Ces derniers ont commencé par des opérations d’enfumage. A sa mesure, qui, comme chacun sait, relève du grandiose, le gouvernement français a laissé entendre que la négociation lui échappait parce qu’il ne disposerait pas de tous les documents. C’est faire croire que la France n’est pas associée au quotidien aux négociations via le Comité 207 qui accompagne la négociation et via le Comité des représentants permanents auprès des institutions européennes.

La Commission européenne, quant à elle, a pratiqué, selon son habitude, le principe « plus le mensonge est fort, plus il passe » en faisant croire qu’elle exigeait « la suspension des négociations » sur l’article 23 du mandat, c’est-à-dire sur les dispositions qui, je le rappelle, ont été voulues par les gouvernements de l’UE, permettant à un investisseur privé d’attaquer un Etat, une Région ou une Commune dont les normes limiteraient le pouvoir d’investir ce qu’il veut, quand il veut, comme il veut et où il veut. Et d’affirmer que la négociation était « reportée à juin ». C’est-à-dire après les élections du 25 mai. Mais quand on connaît le calendrier des négociations, on sait qu’il n’a jamais été question de négocier l’article 23 avant juin. Comme d’habitude, les oligarques misent sur l’ignorance qu’ils entretiennent avec soin.

Plus sérieuse est la réaction du gouvernement allemand. Alors qu’on sait la Chancelière Merkel très attachée à ce projet (mais sans doute pas au point d’affirmer comme Hollande qu’il faut accélérer les négociations pour éviter les contestations), il faut acter une fois de plus le respect qu’ont les Allemands – les leçons de l’Histoire ont été retenues – pour les principes démocratiques. Un respect de loin supérieur à ce qu’on observe en France où le bonapartisme a gangrené ceux qui se désignent comme des « élites » politiques.

A la différence du Conseil constitutionnel français, la Cour constitutionnelle fédérale d’Allemagne est bien plus sourcilleuse sur le respect du principe de souveraineté. C’est un gardien bien plus vigilant du respect des principes démocratiques. Et l’opinion publique allemande est, elle aussi, plus attentive aux questions de démocratie.

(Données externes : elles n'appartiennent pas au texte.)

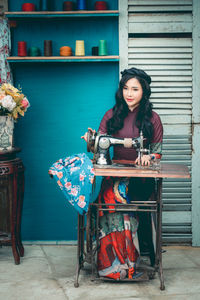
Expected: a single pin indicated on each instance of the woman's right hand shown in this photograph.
(84, 137)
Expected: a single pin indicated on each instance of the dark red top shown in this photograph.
(131, 131)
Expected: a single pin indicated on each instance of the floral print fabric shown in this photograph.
(5, 46)
(75, 175)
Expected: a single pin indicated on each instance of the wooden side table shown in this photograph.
(11, 201)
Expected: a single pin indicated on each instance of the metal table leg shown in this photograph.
(80, 248)
(159, 234)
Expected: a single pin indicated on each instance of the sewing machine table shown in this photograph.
(154, 205)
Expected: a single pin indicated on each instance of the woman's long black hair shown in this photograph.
(120, 109)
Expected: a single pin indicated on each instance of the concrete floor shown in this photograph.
(47, 273)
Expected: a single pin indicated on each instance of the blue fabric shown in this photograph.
(75, 175)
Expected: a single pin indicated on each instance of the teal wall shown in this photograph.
(65, 99)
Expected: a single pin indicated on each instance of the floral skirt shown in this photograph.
(119, 244)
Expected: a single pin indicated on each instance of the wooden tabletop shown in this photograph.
(166, 171)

On ne s’étonnera donc pas d’apprendre que le gouvernement allemand est le premier à se prononcer, sans les ambiguïtés du gouvernement français, contre le mécanisme de règlement des différends prévu à l’article 23. Madame Brigitte Zypries, membre du gouvernement allemand adjointe au Ministre de l’Economie, a déclaré que Berlin est déterminé à exclure les procédures d’arbitrage du projet d’accord. « Du point de vue du Gouvernement fédéral, les investisseurs US dans l’Union européenne bénéficient de protections juridiques suffisantes dans les tribunaux nationaux. » a-t-elle déclaré au Parlement. Car, en Allemagne, on débat de cette question dans l’enceinte parlementaire. Ce qui, comme chacun sait, n’est guère le cas du Parlement français devant lequel le gouvernement de la pseudo-gauche est muet.

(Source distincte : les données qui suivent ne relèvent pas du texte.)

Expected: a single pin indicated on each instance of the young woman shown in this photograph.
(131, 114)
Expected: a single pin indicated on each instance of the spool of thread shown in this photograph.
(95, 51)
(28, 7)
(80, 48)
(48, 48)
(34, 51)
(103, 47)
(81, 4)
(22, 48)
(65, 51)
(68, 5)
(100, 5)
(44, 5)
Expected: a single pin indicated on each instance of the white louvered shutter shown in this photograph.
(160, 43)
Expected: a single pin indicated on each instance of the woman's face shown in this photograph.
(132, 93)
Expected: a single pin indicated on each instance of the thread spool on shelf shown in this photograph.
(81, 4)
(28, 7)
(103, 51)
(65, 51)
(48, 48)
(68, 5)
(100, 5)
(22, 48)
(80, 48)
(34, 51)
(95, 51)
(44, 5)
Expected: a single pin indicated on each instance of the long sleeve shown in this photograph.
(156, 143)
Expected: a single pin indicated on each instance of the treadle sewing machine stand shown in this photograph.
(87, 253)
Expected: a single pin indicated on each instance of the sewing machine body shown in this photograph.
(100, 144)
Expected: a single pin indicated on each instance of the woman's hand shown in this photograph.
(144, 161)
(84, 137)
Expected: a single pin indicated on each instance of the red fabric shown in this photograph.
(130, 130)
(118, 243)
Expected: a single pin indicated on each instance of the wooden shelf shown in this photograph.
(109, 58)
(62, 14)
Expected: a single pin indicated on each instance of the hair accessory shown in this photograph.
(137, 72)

Mais cette information ne doit en rien démobiliser contre le GMT. Elle doit au contraire nous inciter à amplifier la campagne. Car la réaction des lobbies du monde des affaires et de la finance ne s’est pas fait attendre après la déclaration de Mme Zypries. « Si vous voulez attirer des investisseurs, vous devez mettre tous les signes positifs de votre côté » a déclaré Hendrick Bourgeois, vice-président pour l’Europe du géant américain General Electric et président de la Chambre de Commerce UE-USA. « Il est important que ce mécanisme soit dans l’accord. L’exclure n’est pas la réponse.” a déclaré Luisa Santos, directrice du département des relations internationales de Business Europe, le Medef européen.

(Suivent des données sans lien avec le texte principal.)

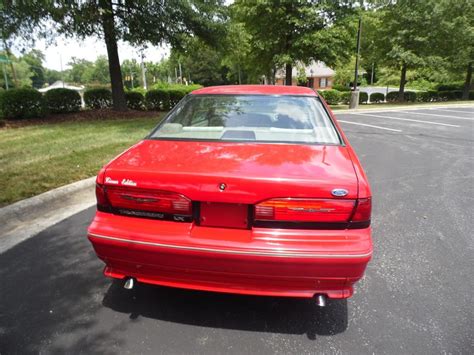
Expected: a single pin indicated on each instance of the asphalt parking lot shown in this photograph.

Et la Commission européenne, fer de lance du néo-libéralisme le plus dogmatique, se réfugie derrière le mandat conféré par les Etats en juin de l’an passé : « Nous travaillons sur la base du mandat qui nous a été donné » a déclaré M. Ignacio Garcia Bercero, chef des négociateurs UE au nom du Commissaire De Gucht.

Plus que jamais, il s’avère indispensable de faire connaître le contenu du mandat européen de négociation et d’exiger l’arrêt de ces négociations. Le libre-échange ne peut devenir le prétexte du démantèlement de la souveraineté populaire, des droits politiques et sociaux et des normes environnementales. Les peuples ont le droit suprême de se protéger contre tout ce qui les agresse.